C’è un fiume gentile, che non rompe gli argini ma che ha quella stessa potenza in bontà, cuore, sostegno e che commuove, portando non disperazione ma finalmente conforto. Un fiume gentile stipato letteralmente in più di quindici furgoni zeppi di ogni bene di prima necessità: acqua, candele, cibo, abiti, asciugamani, prodotti per pulire, taniche, idrovore, torce, pale, scope, pile, caffè e tutto ciò che in questi difficili momenti può aiutare a resistere e ripartire. E così la macchina della solidarietà anche stavolta si è messa in moto, forte, strutturata pur nell’improvvisazione, traboccante vicinanza e affetto. Una domenica diversa dalle altre quella appena trascorsa che in piazza Oplà, a Pistoia, ha visto esprimersi il cuore grande dei concittadini a sostegno degli alluvionati. A lanciare l’appello poche ore prima era stato Wolf Basket: "Venite, donate. Un piccolo gesto può fare la differenza per tanti in difficoltà in questo momento". Neppure ventiquattro ore dopo ecco che la piazza si era già trasformata in un cumulo di donazioni di ogni tipo.

"Una risposta bellissima nonostante tutto si fosse attivato poche ore prima e solo con il passaparola e i social – ci raccontano da Wolf -. Tantissimi quelli che hanno voluto lasciare qualcosa, compresa una signora che con le lacrime agli occhi ci ha donato i vestiti del marito morto da poco con la raccomandazione di raggiungere le persone in difficoltà. Al termine della domenica abbiamo caricato circa quindici furgoni, coprendo le zone di Quarrata, Seano, Campi Bisenzio e Montemurlo. Oggi (ieri per chi legge, ndr) stiamo raccogliendo le ultime cose rimaste e lo stiamo indirizzando là dove ci dicono esserci più bisogno ancora, Campi e Prato. Ci hanno accolti tra lacrime ed abbracci e ci hanno riempito il cuore".

Ma le dimostrazioni di solidarietà di questi giorni scaldano il cuore tutte, a partire da quelle arrivate dai singoli organizzati come potevano (dal babysitteraggio ai passaggi in macchina, dall’uso delle docce domestiche a quello di lavatrici e asciugatrici, a titolo gratuito) fino a quelle più strutturate delle associazioni.
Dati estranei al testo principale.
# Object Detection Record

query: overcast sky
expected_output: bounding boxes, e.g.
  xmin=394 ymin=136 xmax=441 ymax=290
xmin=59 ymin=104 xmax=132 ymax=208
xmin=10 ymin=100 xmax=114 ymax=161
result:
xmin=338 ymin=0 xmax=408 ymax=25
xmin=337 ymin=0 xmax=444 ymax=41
Da segnalare anche le iniziative delle diverse Caritas, quella di Casalguidi (raccolta vestiario: 348.0276348) e quella di Pistoia. "Ci siamo coordinati con la Caritas diocesana per individuare due tipi di aiuto - sottolinea il Vescovo di Pistoia, Fausto Tardelli -. Da un lato, attraverso le parrocchie del territorio, stiamo predisponendo dei locali per poter accogliere le famiglie sfollate. Contemporaneamente, assieme alla Caritas, abbiamo attivato un iban per donazioni. Il prossimo 19 novembre, in occasione della Giornata mondiale dei poveri, doneremo la raccolta a favore delle popolazioni colpite dall’alluvione". Queste le coordinate: IT76A0503413800000000002795 (Banco Bpm) e IT62G0760113800001062220445 (Poste italiane).